他猛地一把掐住了婉娘纤细的脖子,五指收拢,巨大的力道让她瞬间呼吸困难,脸颊涨红。

“说,是哪个野男人干的? 才几天没碰你,你就忍不住去找别人了吗?你这个荡妇!”

秦啸的眼睛红得吓人,额角青筋暴起,那副凶残的模样仿佛要将婉娘生吞活剥。

婉娘被掐得眼球外凸,双手拼命拍打着秦啸如铁铸般的手臂,双脚无力地蹬踢着,喉咙里发出“嗬嗬”的窒息声,根本说不出一个字。

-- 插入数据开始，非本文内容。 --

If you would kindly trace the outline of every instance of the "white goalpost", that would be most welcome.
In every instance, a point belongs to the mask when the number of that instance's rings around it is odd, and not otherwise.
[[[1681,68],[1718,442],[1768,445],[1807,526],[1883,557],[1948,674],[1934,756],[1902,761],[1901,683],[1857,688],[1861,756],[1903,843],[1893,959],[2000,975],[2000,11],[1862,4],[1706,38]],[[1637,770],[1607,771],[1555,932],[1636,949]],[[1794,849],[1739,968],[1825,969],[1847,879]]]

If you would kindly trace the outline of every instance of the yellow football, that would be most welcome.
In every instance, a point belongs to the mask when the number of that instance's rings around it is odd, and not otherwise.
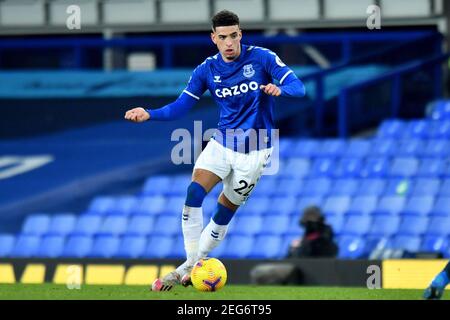
[[[227,269],[219,259],[200,259],[192,268],[191,281],[199,291],[217,291],[227,282]]]

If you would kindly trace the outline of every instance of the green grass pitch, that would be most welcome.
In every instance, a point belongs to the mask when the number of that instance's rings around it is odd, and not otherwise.
[[[176,287],[169,292],[151,292],[147,286],[82,285],[69,290],[53,284],[0,285],[0,300],[420,300],[423,290],[343,287],[227,285],[217,292],[198,292]],[[449,292],[444,299],[450,300]]]

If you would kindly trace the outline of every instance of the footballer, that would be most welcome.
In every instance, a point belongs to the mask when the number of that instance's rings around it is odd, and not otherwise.
[[[274,52],[241,44],[241,39],[239,17],[227,10],[218,12],[212,18],[211,40],[219,52],[193,71],[177,100],[159,109],[138,107],[125,114],[125,119],[133,122],[177,119],[206,90],[220,113],[218,127],[195,162],[187,187],[181,221],[186,261],[156,279],[153,291],[190,283],[195,262],[224,239],[236,210],[247,200],[269,162],[276,143],[271,138],[275,130],[274,97],[305,95],[304,84]],[[220,181],[223,190],[211,220],[203,228],[203,199]]]

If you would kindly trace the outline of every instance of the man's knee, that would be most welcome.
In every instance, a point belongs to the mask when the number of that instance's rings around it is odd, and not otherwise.
[[[192,181],[187,189],[185,205],[188,207],[201,207],[206,195],[205,188],[201,184]]]

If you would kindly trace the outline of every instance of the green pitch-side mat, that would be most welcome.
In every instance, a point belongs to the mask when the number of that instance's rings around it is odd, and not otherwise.
[[[365,289],[343,287],[293,287],[227,285],[217,292],[176,287],[151,292],[147,286],[82,285],[68,289],[54,284],[0,285],[0,300],[420,300],[423,290]],[[450,300],[447,291],[443,299]]]

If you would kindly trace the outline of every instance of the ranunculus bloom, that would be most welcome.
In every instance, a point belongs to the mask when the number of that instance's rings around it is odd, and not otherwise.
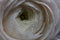
[[[0,35],[4,40],[51,40],[59,32],[54,0],[0,0]]]

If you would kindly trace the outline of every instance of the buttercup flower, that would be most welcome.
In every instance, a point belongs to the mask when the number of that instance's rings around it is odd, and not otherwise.
[[[54,0],[1,0],[0,35],[4,40],[51,40],[59,32]]]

她的挣扎在盛怒的秦啸眼中,变成了被戳穿后的抗拒和心虚。

这比刚才柳如丝的抗拒更让他愤怒一百倍,一千倍!

柳如丝是他的正妻,他要给她应有的尊重。

可婉娘不同,她只是一个卑贱的丫鬟,是他早已视为禁脔、打上烙印的所有物。

她怎么敢让别人碰,她的身子,从头到脚都该是他的。

“下贱的骚货,离了男人就不能活了吗?老子这才多久没碰你,你就饥渴到要去打野食了。”

污言秽语如同毒液般从秦啸口中喷射而出,他猛地松开掐着她脖子的手,在她得以大口喘气的同时,粗暴地将她身上本就残破的衣物彻底撕扯干净。"